The mother became ill with the Zika virus while living in Brazil in May 2015 and the baby was likely infected in the womb, Hawaiian state health officials and the US Centers for Disease Control and Prevention said on Saturday.
"There's no indication at this point that there's any Zika virus circulating in Hawaii," CDC spokesman Tom Skinner told Reuters.

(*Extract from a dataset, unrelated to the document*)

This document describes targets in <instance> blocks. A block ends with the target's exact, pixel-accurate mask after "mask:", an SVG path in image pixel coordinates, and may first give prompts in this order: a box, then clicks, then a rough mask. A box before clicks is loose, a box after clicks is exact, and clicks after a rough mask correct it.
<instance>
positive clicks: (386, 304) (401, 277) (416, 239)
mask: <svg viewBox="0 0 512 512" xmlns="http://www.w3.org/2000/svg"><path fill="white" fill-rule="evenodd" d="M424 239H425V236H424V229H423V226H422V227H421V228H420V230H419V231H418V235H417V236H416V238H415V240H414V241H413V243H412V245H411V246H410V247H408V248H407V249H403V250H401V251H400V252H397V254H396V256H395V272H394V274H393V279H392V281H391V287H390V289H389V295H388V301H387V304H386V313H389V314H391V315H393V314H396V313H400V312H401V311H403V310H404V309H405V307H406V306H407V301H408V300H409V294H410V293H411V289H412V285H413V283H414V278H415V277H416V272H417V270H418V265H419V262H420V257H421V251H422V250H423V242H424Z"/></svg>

"But I think it's important for us to understand that there are going to be imported cases of Zika to the United States and we won't be surprised if we start to see some local transmission of the virus," Skinner said
Zika can be transmitted by a mosquito that has bitten an infected person.
On Friday US health officials issued a travel warning for 14 countries and territories in the Caribbean and Latin America where infection with Zika is a risk.
The CDC in particular cautioned pregnant women not to travel to those areas as Zika has been linked to serious birth defects.
The travel alert applies to Brazil, Colombia, El Salvador, French Guiana, Guatemala, Haiti, Honduras, Martinique, Mexico, Panama, Paraguay, Suriname, Venezuela and Puerto Rico.
It also advises women who are trying to become pregnant to consult a doctor before travelling to those areas.
In the Hawaii case, a doctor recognised the possibility of a Zika infection in the newborn baby with microcephaly and alerted state officials, the Hawaii State Department of Health department said in a written statement.
The infection was confirmed by a CDC laboratory test and an advisory sent to doctors statewide.
The Hawaii State Department of Health emphasised that neither the mother nor baby were infectious and that there have been no recorded cases of Zika virus acquired in Hawaii, although six people have been identified there who were infected outside the United States.
Zika virus is transmitted by Aedes species mosquitoes, which also spread dengue and chikungunya viruses.
The virus is usually a mild illness with fever, rash and joint pain. There is no preventive vaccine or treatment, according to the CDC.